Sérgio Milliet se baseou em duas publicações diferentes dos Essais para compor sua tradução: a edição de Thibaudet e a de Michaud. É certo que Milliet, concomitantemente à sua tradução, tenha tomado conhecimento dos estudos feitos sobre texto de Montaigne, principalmente por Villey como sugere o texto “Os ensaios de Montaigne” que prefacia o volume 2, assim em uma nota preliminar Milliet (1961, p. 96)escreve:

Tendo sido feita a tradução em linguagem atualizada dos Ensaios, de conformidade com o texto da edição da Pléiade, confrontado com o texto anotado pelo general Michaut, e, somente bem mais tarde, a dos estudos de Pierre Moreau, Pierre Villey e Maurice Weiler, nem sempre coincide literalmente com as citações desses autores a versão portuguesa. São elas, entretanto, fiéis ao espírito senão à letra do texto original. O leitor não terá dificuldade em identificá-las, quando necessário.

Note-se que Sérgio Milliet diz ser fiel ao espírito do texto original. Fica claro que o que toma por “texto original”, na verdade, é uma combinação entre os dois textos que utiliza na tradução. Essa maneira de traduzir, pouco comum, pode indicar uma forma de comentário crítico explícito ao texto montaigneano.

O volume I compreende além de “Montaigne – o homem e a obra” de Pierre Moreau (p. 2-94), um prefácio de Sérgio Milliet (p XI-XIV), no qual faz logo de início alusão aos impasses ideológicos que dividem o mundo em duas posições antagônicas e conflituosas e que tornariam do texto montaigneano oportuno para aquele início dos anos 1960, Milliet (1961, p. XI) afirma:

Em um dos estudos mais inteligentes que se escreveram sobre Montaigne, observa André Gide que a importância de um autor “depende não somente de seu próprio valor, mas ainda – e muito – da oportunidade da mensagem”. Isso explica sem dúvida o interesse que de imediato despertam os Ensaios, mas não justifica o apreço em que até hoje é tido o livro. As ideias, então novas e ousadas, e que exprimiam com felicidade o clima renascentista, embora hoje nos pareçam corriqueiras, continuam de atualidade, principalmente quanto a certos conflitos ideológicos e certas situações político-sociais. Montaigne viveu numa época de transição como a nossa [...] Ele assistiu, como estamos assistindo, uma revisão total dos valores morais e materiais do mundo, viu morrer uma classe e nascer outra [...]

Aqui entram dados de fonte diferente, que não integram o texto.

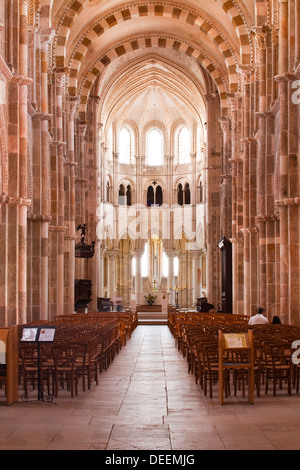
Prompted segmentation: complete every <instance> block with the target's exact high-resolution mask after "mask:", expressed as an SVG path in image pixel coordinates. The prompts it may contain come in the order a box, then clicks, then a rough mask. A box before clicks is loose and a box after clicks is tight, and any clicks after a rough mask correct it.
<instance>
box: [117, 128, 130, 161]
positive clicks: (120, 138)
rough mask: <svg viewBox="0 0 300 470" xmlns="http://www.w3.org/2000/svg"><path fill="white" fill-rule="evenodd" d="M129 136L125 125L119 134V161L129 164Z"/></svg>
mask: <svg viewBox="0 0 300 470" xmlns="http://www.w3.org/2000/svg"><path fill="white" fill-rule="evenodd" d="M130 157H131V136H130V132H129V130H128V129H126V127H123V129H121V131H120V136H119V162H120V163H124V164H127V165H128V164H129V163H130V161H131V158H130Z"/></svg>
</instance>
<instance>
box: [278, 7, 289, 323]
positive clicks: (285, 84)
mask: <svg viewBox="0 0 300 470" xmlns="http://www.w3.org/2000/svg"><path fill="white" fill-rule="evenodd" d="M282 4H283V5H285V2H283V3H282ZM276 79H277V81H278V83H279V102H280V111H279V112H280V129H279V160H280V190H279V191H280V195H279V197H280V199H279V201H277V206H278V208H279V213H280V317H281V319H282V320H283V322H284V323H286V322H287V321H288V312H289V295H288V294H289V259H288V206H287V205H285V203H284V200H285V199H286V198H287V197H288V191H289V188H288V93H287V91H288V87H287V81H286V78H285V77H284V76H277V77H276Z"/></svg>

O que estava em jogo talvez fosse a prudência, a oposição ao dogmatismo e às intransigências, em que o pensamento de Montaigne e de Milliet se aproximariam. Essa prudência que muitos criticam em Montaigne (e talvez em Milliet) e que Motheau (1886, p. CIV) assim traduz:

Montaigne, disons-nous, s’il fut coupable, ce ne peut être que de n’avoir pas été un héros.

Puis quoi ! L’idée prime le fait : on compte par le monde beaucoup de héros contre un écrivain de génie.